Class SpoolingStrategy

java.lang.Object
org.apache.tika.io.SpoolingStrategy

public class SpoolingStrategy extends Object
Strategy for determining when to spool a TikaInputStream to disk.

Components (detectors, parsers) can check this strategy before calling TikaInputStream.getFile() to determine if spooling is appropriate for the given media type.
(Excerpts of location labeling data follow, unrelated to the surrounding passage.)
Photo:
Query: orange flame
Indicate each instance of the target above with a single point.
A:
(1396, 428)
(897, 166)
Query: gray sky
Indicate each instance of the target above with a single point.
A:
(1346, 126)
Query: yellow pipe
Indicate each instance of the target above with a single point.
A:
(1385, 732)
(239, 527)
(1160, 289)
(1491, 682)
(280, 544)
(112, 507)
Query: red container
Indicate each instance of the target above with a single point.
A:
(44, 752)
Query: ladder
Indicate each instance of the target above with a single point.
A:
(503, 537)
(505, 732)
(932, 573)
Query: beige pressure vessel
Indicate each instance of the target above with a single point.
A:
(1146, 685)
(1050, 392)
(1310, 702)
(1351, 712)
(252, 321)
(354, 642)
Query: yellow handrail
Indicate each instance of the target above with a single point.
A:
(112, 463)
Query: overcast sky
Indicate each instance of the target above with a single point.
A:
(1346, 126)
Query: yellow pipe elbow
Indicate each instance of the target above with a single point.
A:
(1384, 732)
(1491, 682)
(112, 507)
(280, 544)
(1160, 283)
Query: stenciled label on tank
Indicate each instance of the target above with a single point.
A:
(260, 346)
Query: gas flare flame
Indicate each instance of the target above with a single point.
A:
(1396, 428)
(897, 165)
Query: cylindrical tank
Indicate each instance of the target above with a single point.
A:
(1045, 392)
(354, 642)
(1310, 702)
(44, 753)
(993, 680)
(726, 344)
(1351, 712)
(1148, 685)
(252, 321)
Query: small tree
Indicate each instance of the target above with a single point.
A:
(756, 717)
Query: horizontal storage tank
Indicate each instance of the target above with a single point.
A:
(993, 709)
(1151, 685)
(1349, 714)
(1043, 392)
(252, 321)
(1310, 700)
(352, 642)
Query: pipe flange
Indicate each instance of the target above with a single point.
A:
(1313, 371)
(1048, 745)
Default behavior (when no strategy is in ParseContext): components spool when needed. A strategy allows fine-grained control over spooling decisions.

Configure via JSON:

 {
   "spooling-strategy": {
     "spoolTypes": ["application/zip", "application/x-tika-msoffice", "application/pdf"]
   }
 }
 
  • Constructor Details

    • SpoolingStrategy

      public SpoolingStrategy()
  • Method Details

    • shouldSpool

      public boolean shouldSpool(TikaInputStream tis, Metadata metadata, MediaType mediaType)
      Determines whether the stream should be spooled to disk.
      Parameters:
      tis - the TikaInputStream (can check hasFile(), getLength())
      metadata - metadata (can check content-type hints, filename)
      mediaType - the detected or declared media type
      Returns:
      true if the stream should be spooled to disk
    • setSpoolTypes

      public void setSpoolTypes(Set<MediaType> spoolTypes)
      Sets the media types that should be spooled to disk. Specializations of these types are also included.
      Parameters:
      spoolTypes - set of media types to spool
    • getSpoolTypes

      public Set<MediaType> getSpoolTypes()
      Returns the media types that should be spooled to disk.
      Returns:
      set of media types to spool
    • setMediaTypeRegistry

      public void setMediaTypeRegistry(MediaTypeRegistry registry)
      Sets the media type registry used for checking type specializations.
      Parameters:
      registry - the media type registry
    • getMediaTypeRegistry

      public MediaTypeRegistry getMediaTypeRegistry()
      Returns the media type registry.
      Returns:
      the media type registry, or null if not set